Satu hal yang cukup menarik, tradisi larungan ini, sebagaimana ditulis Kurnianto, melibatkan semua unsur masyarakat kepercayaan dan agama dalam penyelenggaraan larungan ini, yakni masyarakat pemeluk agama asli (animisme-dinamisme), aliran Kepercayaan/Kejawen, Hindhu-Budha, dan Islam.[6]
Dalam perspektif sistem organisasi masyarakat, masyarakat Ponorogo, secara kultural sangat menghormati tokoh-tokoh formal yang berposisi sebagai pejabat pemerintah (pangreh praja). Pada aspek ini, nampaknya pengaruh budaya Mataraman cukup kental. Hingga kini, dalam praktik kehidupan sehari-hari masih cukup bukti signifikansinya, misalnya, orang Ponorogo akan sangat tersanjung apabila acara hajatan (misalnya pesta perkawinan) mereka dihadiri oleh pejabat.[7]
Sementara itu, masyarakat Ponorogo juga memiliki keunikan (keluar dari budaya Mataraman), mereka juga menghormati tokoh-tokoh informal yang secara kultural dan sosial memiliki status yang cukup penting, seperti Warok dan Ulama. Bahkan dalam kondisi tertentu, status para tokoh informal ini jauh lebih dihormati daripada tokoh formal.  Bahkan dalam banyak hal, status para tokoh informal (para Warok Ponorogo) selalu juga menjadi rujukan para pejabat itu sendiri dalam hal menyangkut kebijakan-kebijakan terkait pemerintahan maupun lainnya, sekalipun pada beberapa kondisi, peran Warok, sering tidak seimbang dengan posisi sosialnya yang strategis (penyambung masyarakat-penguasa), yakni dimanfaatkan oleh penguasa sebatas sebagai alat pengerah massa. Dalam terminologi Keller warok adalah elit strategis yang segala pemikirannya harus diperhitungkan oleh elit penguasa karena mempunyai pengaruh yang kuat dalam masyarakat.[8]
Ditinjau dari sistem pengetahuan, ketika masih subur-suburnya ilmu kanoragan, tradisi keilmuan masyarakat Ponorogo lebih dominan bertumpu pada kesaktian dan kekebalan tubuh. Ideologi kanoragan menjadikan konsentrasi masyarakat Ponorogo pada aktifitas “prihatin” (mengurangi aktifitas keduniaan, misalnya dengan puasa dan bertapa) atau “nglakoni”(melatih kekuatan jiwa dengan melalui pengendalian diri dari berbagai hal yang bersifat duniawi). Orang yang berhasil melakukan dengan baik, akan lahir menjadi seorang yang ahli di bidang kanoragan. Mereka inilah yang kemudian dikenal dengan Warok Ponorogo. Tradisi “gemblak”, konon tumbuh subur pada saat tradisi keilmuan masyarakat Ponorogo dibawah kendali ideologi kanoragan ini.

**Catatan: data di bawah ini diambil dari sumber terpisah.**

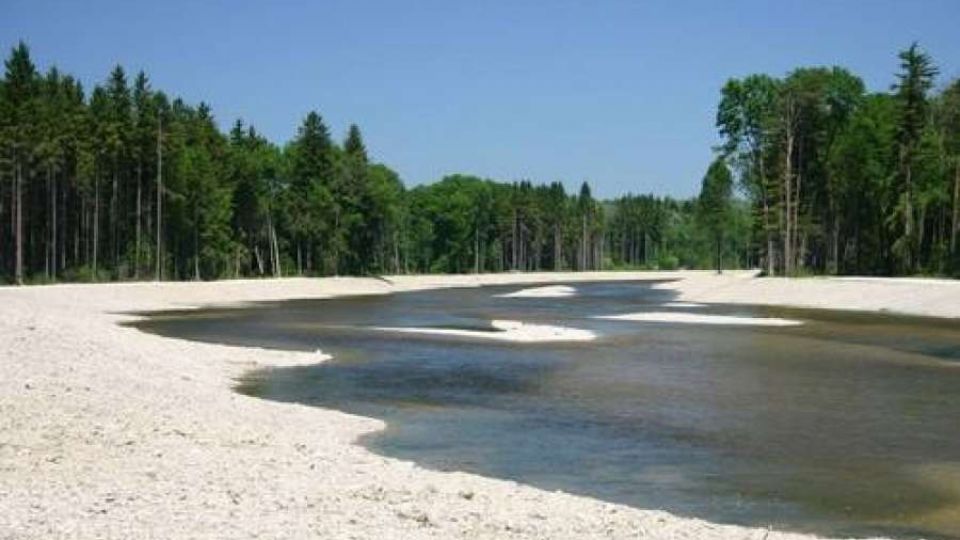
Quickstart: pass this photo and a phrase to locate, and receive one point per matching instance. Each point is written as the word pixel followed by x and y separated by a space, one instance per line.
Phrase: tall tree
pixel 914 82
pixel 715 205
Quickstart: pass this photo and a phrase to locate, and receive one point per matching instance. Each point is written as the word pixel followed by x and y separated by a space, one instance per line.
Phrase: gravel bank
pixel 107 432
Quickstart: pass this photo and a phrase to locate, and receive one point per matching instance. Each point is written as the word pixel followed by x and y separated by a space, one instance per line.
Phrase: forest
pixel 125 182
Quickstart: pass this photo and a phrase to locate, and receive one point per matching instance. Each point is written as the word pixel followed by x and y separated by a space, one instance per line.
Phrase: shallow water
pixel 844 425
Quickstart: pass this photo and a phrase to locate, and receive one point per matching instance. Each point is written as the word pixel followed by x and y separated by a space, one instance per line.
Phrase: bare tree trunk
pixel 96 222
pixel 18 272
pixel 136 259
pixel 159 256
pixel 956 207
pixel 788 198
pixel 114 221
pixel 476 249
pixel 53 223
pixel 557 265
pixel 196 243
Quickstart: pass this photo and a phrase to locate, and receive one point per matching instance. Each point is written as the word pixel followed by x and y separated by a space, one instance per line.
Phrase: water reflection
pixel 844 425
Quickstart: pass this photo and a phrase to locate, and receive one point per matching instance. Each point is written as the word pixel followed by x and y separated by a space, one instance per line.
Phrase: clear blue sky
pixel 621 93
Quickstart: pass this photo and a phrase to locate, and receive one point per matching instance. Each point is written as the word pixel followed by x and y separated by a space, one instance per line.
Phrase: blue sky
pixel 620 93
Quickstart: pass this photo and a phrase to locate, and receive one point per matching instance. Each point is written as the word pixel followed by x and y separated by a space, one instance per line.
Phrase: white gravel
pixel 549 291
pixel 512 331
pixel 108 432
pixel 672 317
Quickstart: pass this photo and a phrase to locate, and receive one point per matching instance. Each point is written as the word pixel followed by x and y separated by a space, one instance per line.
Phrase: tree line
pixel 125 182
pixel 845 181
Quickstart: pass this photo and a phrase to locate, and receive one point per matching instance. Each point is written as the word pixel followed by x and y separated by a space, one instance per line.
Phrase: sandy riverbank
pixel 109 432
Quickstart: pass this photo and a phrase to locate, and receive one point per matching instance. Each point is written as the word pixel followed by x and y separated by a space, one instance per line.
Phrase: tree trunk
pixel 159 270
pixel 955 226
pixel 18 272
pixel 196 243
pixel 788 198
pixel 136 258
pixel 96 222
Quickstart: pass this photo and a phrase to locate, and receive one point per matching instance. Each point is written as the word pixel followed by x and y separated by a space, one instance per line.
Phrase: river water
pixel 848 424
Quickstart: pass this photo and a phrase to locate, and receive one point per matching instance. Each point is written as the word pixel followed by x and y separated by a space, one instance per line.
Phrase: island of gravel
pixel 109 432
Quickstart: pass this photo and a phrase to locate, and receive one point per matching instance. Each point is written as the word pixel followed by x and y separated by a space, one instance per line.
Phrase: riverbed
pixel 838 423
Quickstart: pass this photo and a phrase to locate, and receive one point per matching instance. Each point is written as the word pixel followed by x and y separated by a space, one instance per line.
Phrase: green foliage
pixel 128 183
pixel 842 181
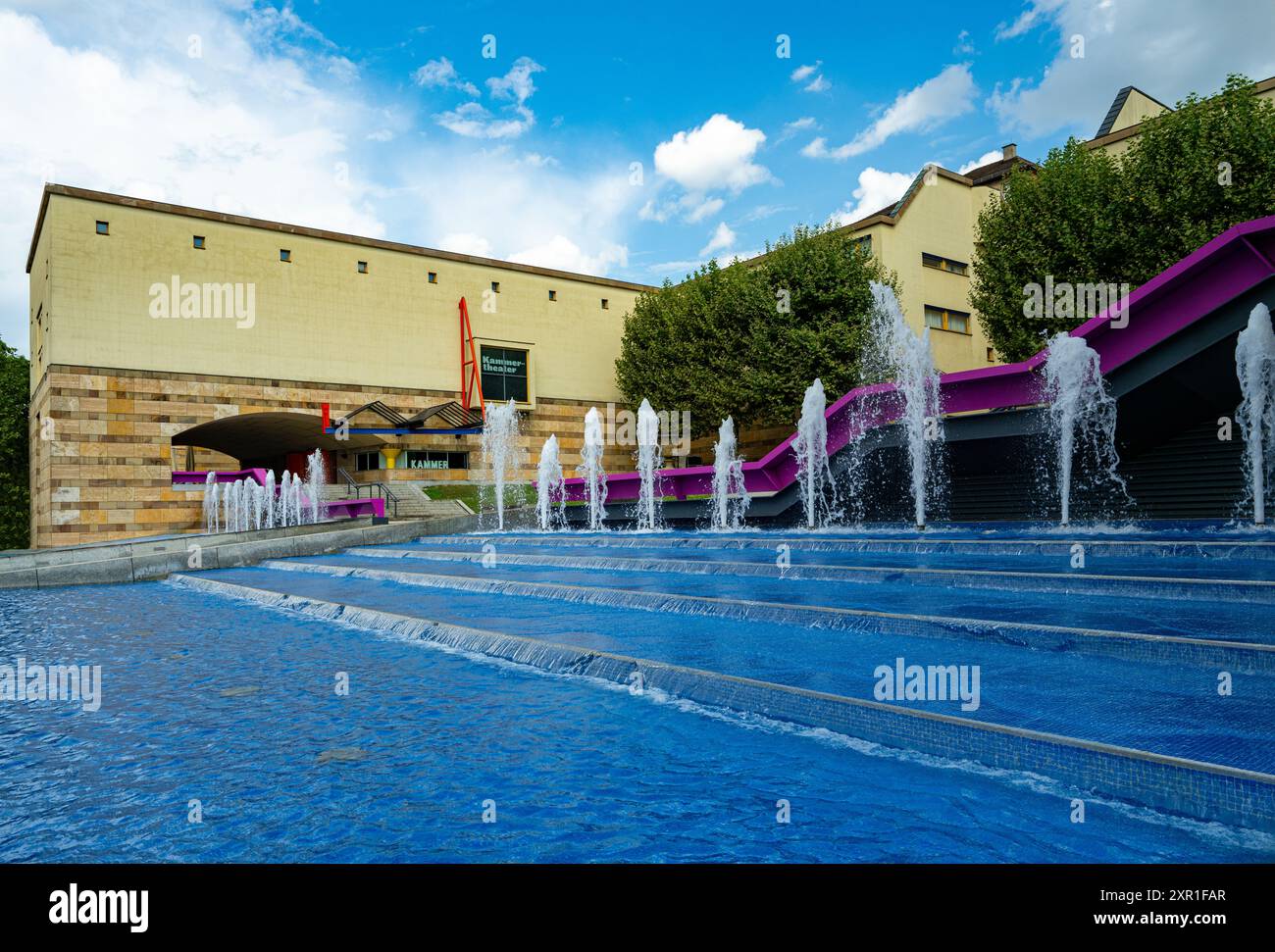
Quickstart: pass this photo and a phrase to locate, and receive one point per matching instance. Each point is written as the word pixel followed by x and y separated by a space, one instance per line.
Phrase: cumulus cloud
pixel 466 243
pixel 876 190
pixel 987 157
pixel 717 154
pixel 476 122
pixel 1165 47
pixel 929 105
pixel 721 240
pixel 517 84
pixel 441 75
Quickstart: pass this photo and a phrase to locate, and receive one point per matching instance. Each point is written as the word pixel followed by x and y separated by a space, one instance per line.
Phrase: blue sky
pixel 630 139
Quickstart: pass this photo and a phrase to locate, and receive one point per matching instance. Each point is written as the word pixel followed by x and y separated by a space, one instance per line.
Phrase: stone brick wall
pixel 105 471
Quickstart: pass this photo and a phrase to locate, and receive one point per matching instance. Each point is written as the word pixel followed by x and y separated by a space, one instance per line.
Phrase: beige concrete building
pixel 927 238
pixel 1131 107
pixel 167 338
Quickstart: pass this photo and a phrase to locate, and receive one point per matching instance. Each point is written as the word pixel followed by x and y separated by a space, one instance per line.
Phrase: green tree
pixel 14 475
pixel 1085 217
pixel 746 340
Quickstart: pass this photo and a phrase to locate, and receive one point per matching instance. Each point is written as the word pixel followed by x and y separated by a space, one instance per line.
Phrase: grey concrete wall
pixel 111 564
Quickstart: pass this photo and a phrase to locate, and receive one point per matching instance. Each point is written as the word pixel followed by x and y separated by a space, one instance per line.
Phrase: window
pixel 944 264
pixel 504 374
pixel 946 319
pixel 436 459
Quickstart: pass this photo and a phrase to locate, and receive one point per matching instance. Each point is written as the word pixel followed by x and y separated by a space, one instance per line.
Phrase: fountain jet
pixel 1082 413
pixel 590 468
pixel 1254 365
pixel 549 496
pixel 730 498
pixel 649 498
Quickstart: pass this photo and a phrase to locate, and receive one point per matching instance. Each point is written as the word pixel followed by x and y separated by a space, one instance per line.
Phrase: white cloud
pixel 875 191
pixel 517 84
pixel 987 157
pixel 929 105
pixel 717 154
pixel 1164 47
pixel 466 243
pixel 476 122
pixel 817 84
pixel 1029 20
pixel 705 209
pixel 721 240
pixel 565 255
pixel 441 75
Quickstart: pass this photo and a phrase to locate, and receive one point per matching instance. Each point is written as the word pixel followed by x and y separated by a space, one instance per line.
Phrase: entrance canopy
pixel 267 434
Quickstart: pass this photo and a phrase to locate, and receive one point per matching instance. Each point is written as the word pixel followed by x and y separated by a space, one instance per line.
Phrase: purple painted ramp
pixel 1203 280
pixel 332 507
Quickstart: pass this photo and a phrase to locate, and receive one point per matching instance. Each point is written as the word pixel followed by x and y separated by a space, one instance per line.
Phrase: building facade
pixel 167 338
pixel 927 238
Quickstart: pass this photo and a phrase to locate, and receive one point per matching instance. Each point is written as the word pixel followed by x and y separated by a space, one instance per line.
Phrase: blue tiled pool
pixel 628 733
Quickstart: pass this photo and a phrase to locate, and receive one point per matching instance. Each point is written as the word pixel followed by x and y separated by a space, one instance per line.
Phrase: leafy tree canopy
pixel 746 340
pixel 14 476
pixel 1087 217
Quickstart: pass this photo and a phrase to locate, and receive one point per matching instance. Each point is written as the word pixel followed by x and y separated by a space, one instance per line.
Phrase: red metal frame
pixel 471 381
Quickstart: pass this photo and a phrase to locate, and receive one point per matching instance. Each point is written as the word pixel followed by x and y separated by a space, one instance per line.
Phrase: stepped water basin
pixel 671 710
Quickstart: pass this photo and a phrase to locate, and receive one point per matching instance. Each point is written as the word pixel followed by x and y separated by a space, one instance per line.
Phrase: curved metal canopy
pixel 268 433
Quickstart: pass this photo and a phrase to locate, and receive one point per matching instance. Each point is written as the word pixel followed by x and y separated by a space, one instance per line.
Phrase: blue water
pixel 578 772
pixel 1160 708
pixel 213 698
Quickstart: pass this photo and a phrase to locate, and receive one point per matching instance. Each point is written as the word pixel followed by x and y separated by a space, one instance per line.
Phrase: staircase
pixel 412 502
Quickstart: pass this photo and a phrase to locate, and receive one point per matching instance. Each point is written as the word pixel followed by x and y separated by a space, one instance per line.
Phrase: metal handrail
pixel 378 489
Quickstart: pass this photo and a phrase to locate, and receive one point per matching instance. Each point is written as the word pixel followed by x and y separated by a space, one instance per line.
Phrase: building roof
pixel 998 170
pixel 1109 136
pixel 983 175
pixel 225 218
pixel 1118 103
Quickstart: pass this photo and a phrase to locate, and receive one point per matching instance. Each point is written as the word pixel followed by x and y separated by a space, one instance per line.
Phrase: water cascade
pixel 590 468
pixel 1254 365
pixel 212 515
pixel 246 505
pixel 1082 413
pixel 549 496
pixel 500 450
pixel 814 473
pixel 730 498
pixel 649 497
pixel 905 357
pixel 317 479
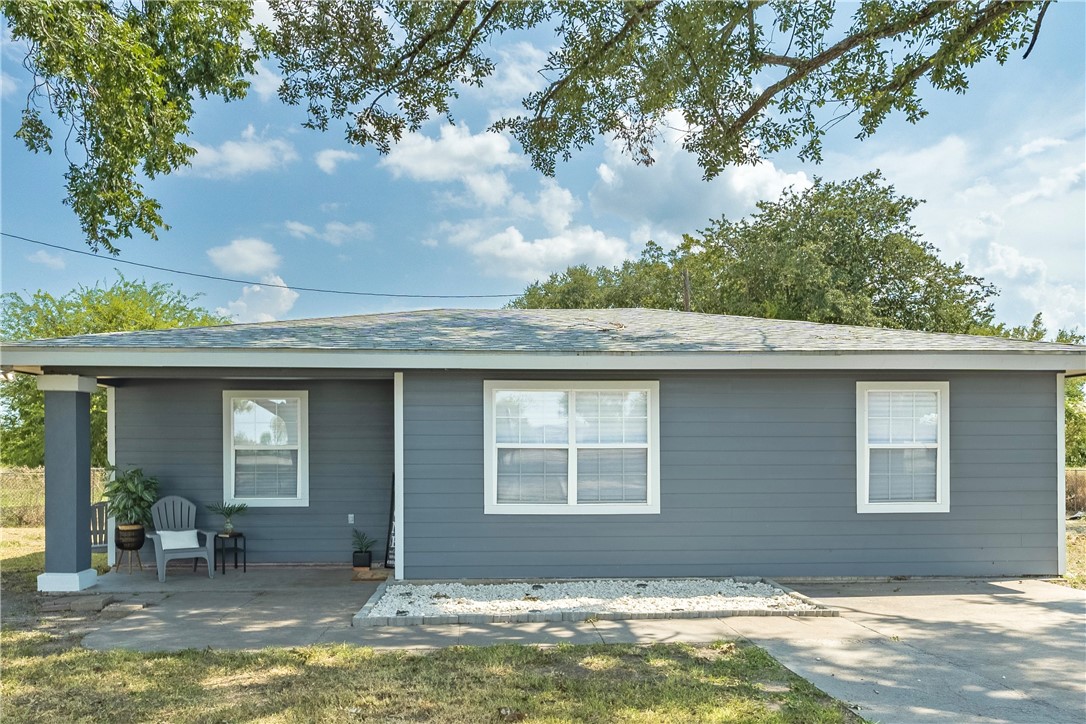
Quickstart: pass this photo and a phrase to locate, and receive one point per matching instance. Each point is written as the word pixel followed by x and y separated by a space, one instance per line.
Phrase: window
pixel 265 448
pixel 571 447
pixel 903 446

Perkembangan masyarakat Ponorogo yang bersamaan dengan perkembangan di bidang ilmu dan teknologi, ternyata memudarkan tradisi kanoragan ini menuju tradisi keilmuan rasional. Kesadaran masyarakat Ponorogo akan pentingnya pendidikan sekolah, berakibat pada terjadinya pergeseran kecenderungan masyarakat dari tradisi ilmu kanoragan kepada tradisi berpikir ilmiah. Seiring dengan fenomena ini, terjadi pula pergeseran status dan definisi Warok. Tokoh sentral (Warok) yang semula harus berbasis kanoragan dan kesaktian tubuh, bergeser pada tokoh (Warok) berbasis intelektualitas dan kemanfaatan yang dihasilkan untuk pembangunan peradaban Ponorogo. Oleh karena itu, banyak tokoh dari berbagai latar keilmuan, status social, dan keagamaan yang diangkat sebagai Warok Ponorogo karena telah memiliki kontribusi dalam pembangunan peradaban Ponorogo. Bahkan banyak orang yang diangkat menjadi “warok kehormatan” bukan karena ilmu kanoraganyang dimiliki atau bukan karena putra Ponorogo yang berprestasi dan berkontribusi bagi kemajuan Ponorogo, tetapi berdasarkan popularitas yang disandangnya, sekalipun orang tersebut berasal dari daerah lain (di luar Ponorogo), seperti Abu Rizal Bakri karena ketokohannya dalam partai Golkar. 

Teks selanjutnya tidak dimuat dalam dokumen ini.